According to 451 Research's Differentiation & Vendor Selection 2018, 86% of telcos, MSPs, systems integrators, MSPs, colos and SaaS providers are currently partnering with the largest of public cloud providers. This is a major shift from 7-10 years ago, when service providers were in a race to provide compute- and storage-based services for the lowest price. Without the buying power of the hyperscalers, and having such headwinds as legacy support systems, operations and sales focus, many providers that attempted to compete with AWS, Microsoft Azure and Google on price have since exited the market. Over the last three to five years, service providers tried to differentiate with their regional footprints, data sovereignty expertise, and other compliance-based or application expertise. As the hyperscalers spent billions on geographic expansion and the development of more products and services, the value propositions for these tier two and three service providers eventually became obsolete. These service providers have turned to a strategy that embraces the hyperscalers as a partner and for the services behind the service.
Differentiation & Vendor Selection 2018
Hyperscaler under the hood
The largest public cloud providers are churning out new products and services at a breakneck pace. Their smaller competitors are unable to keep up, so they have changed tactics by building products and services that incorporate the hyperscalers' own capabilities. For example, rather than trying to duplicate the functionality, 38% of service providers are integrating AWS, Microsoft Azure, Google and IBM's machine learning and artificial intelligence functions into their own offerings. This is being done to offer ML as a service and related service catalogs, in addition to incorporating AI/ML functions into their customer-care and operational use cases. This same premise applies to functions as a service (aka serverless). Rather than build their own, 36% of service providers are using AWS Lambda functions and related services from other hyperscalers under the hood of their own customer-facing applications.
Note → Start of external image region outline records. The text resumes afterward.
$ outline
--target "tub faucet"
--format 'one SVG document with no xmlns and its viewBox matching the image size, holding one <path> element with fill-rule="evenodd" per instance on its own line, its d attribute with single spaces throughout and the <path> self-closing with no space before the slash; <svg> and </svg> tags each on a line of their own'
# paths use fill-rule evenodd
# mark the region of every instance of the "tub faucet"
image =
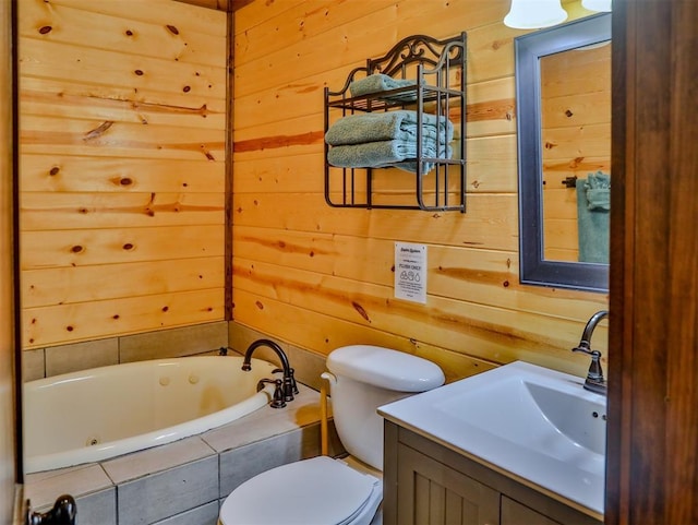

Hyperscaler hybrid solutions
451 Research's Cloud, Hosting & Managed Services, Vendor Evaluations 2018 indicates that 55% of enterprises globally are moving toward a hybrid IT environment that leverages both on-premises systems and off-premises cloud/hosted resources in an integrated fashion. The percentage is even higher for larger enterprises.
Besides the examples above about incorporating hyperscaler capabilities into their own applications, the once-competing service providers have accepted that the largest public cloud providers are a preferred destination for some enterprise workloads and data. As such, 41% of service providers have established network connectivity from their own datacenters to the hyperscaler datacenters. Many are also building and buying the software to offer hybrid cloud and multi-cloud management. By offering enterprises a one-stop shop to orchestrate and manage compute and storage resources for on-premises, hosted services, as well as network access to a variety of public cloud venues, service providers remain relevant for enterprise digital transformation opportunities.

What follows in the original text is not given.